This article is a step by step guide that will help you setting up Apache Impala and configure Omniscope to create an interactive report.
We will cover:
- How to install and run Impala
- How to load sample data on Hadoop filesystem (HDFS) with Omniscope
- How to create an Impala table out of a CSV file on HDFS.
- How to connect Omniscope to Impala
- Demo an Omniscope report powered by Impala
Big data live
The purpose of this powerful combination between Omniscope and Impala is to perform big data visual analytics on your data sitting on Hadoop.
Apache Impala is an open source massively parallel processing (MPP) SQL query engine for data stored in a computer cluster running Apache Hadoop.

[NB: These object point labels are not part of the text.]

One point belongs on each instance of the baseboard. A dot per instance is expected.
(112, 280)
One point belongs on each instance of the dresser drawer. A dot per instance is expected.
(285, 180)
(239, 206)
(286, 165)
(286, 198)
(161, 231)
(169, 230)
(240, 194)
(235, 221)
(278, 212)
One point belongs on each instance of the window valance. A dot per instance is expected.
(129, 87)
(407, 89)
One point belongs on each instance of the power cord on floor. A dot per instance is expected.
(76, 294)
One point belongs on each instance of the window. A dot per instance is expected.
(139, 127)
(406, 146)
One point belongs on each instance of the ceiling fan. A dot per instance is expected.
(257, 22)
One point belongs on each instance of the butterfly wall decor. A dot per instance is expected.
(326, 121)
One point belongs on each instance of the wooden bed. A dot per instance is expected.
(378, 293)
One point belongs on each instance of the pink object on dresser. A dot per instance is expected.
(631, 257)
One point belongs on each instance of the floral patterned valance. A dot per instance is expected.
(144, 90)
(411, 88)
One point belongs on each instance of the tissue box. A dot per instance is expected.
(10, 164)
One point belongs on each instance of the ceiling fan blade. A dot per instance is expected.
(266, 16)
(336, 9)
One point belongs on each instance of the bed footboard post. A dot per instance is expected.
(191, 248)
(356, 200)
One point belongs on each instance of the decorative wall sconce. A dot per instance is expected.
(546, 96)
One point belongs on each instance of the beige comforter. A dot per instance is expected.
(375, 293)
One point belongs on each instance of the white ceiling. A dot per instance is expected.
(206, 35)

Omniscope is able to embrace Impala and exploit its great performance query engine so you can analyse billions of rows of data with near instantaneous results in your Omniscope reports.
1. Set up Impala VM
For this experiment we are going to use the free Cloudera Quickstart VM (single-node cluster), the easier way to test Cloudera CDH (Cloudera Distribution Hadoop) that bundles Apache Hadoop and related projects (e.g. Hive, Spark, Impala).
Of course if you already have Impala running you can skip this section.
Refer to Cloudera Quickstart Download page for system requirements and to download the VM image to run you single-node cluster.
1.1 Select your VM platform (e.g. VirtualBox) and download the image
1.2 Configure VirtualBox VM and run QuickStart VM
Extract the downloaded zip and Import appliance into VirtualBox to create a new VM.
After the Import is done, before starting the VM I recommend to:
1) Set 6CPUs and 12GB of Ram as required to run Cloudera Manager , Hadoop + Impala smoothly for this demo.
2) Change the Network adapter setting to have a bridged connection.
Once all is configured, run the Cloudera Quickstart VM.
1.3 Configure Cloudera CDH
When CentOS is up and running you should have the web browser open pointing to the Cloudera Live page showing your cluster IP address
If you want to use Cloudera Manager to manage you single node cluster, go on the VM desktop, click the shortcut "Launch Cloudera Express" and wait for services to initialise.
N.B. You may need to "Deploy Client configuration" for your cluster and restart the cluster to have all the services up and running.
2. Load data on Hadoop filesystem (HDFS) with Omniscope
Omniscope can read / write files from / to HDFS filesystem using the public WebHDFS API.
Create a new Omniscope project, and in the Workspace App add a new Demo data blocks to write some sample data to HDFS.
Then add a File output block, configure the location to your HDFS filesystem and Execute the block to publish a CSV file.
Please note that it is highly recommended to use the host name instead of the name node IP address.
N.B. default username and password is cloudera
To verify that the file has been written correctly you can add a File input block on the workspace and check Omniscope can read the data from it.
Go to the Data tab and verify data is readable from the HDFS filesystem.
3. Create Hive table from CSV file on HDFS
Open Apache Hue and navigate to the Tables browser, where you can create a database table out of the just created CSV file.
Select the "bondprices.csv" file and leave default settings.
Click on "Next" to configure the table.
Note that "date" type is not supported by Impala at the time of writing, so "issue date" and "maturity date" field will be created as String fields
Click "Submit" and wait for the spawned job to create the "bondprices" database table.
N.B. I guess there is a bug with Hue, the table resulted with the first column called "?category" rather than "category" so I had to alter the table using the Hive query editor and execute the following:
ALTER TABLE bondprices CHANGE `?category` `category` String
4. Connect Omniscope to Impala (JDBC)
Now that we have a sample table in Hive, queryable through Impala, we can configure Omniscope to connect to Impala.
In order to do so, we will add a Database input block on the Workspace, and configure and advanced JDBC connection.
You will need to download the Impala JDBC drivers for Java 7+ . Follow instructions here https://www.cloudera.com/downloads/connectors/impala/jdbc/2-5-5.html
Here I am using JDBC4 drivers, and my folder with jars looks like this:
Here is the Database input block configured in Omniscope:
Note that the "Live query" mode is enabled, so Omniscope can execute live queries to Impala without having to download data locally.
The configuration above is copied here for simplicity so you can copy it and paste it on your side:
URL: jdbc:impala://[yourhostname]:21050;AuthMech=3; UID=impala;PWD=cloudera;UseSasl=0;
Driver folder : pathTo\impala-jdbc4 (Java7+) 2.5\
Pick the "bondprices" table, go to the Data tab, and verify the connection is working and that Omniscope can query the table data.
5. Create Omniscope report powered by Impala
Back on the Workspace app, now just connect the Database block pointing to the Impala table to a Report block
Notice the "bolt" icon on the database block telling that there is a live query connection to Impala.
Click then on the Report block to start building your report, which views will be querying data directly through Impala.
Please find attached the IOZ file preconfigured to write / read data to HDFS, with a Report powered by Impala.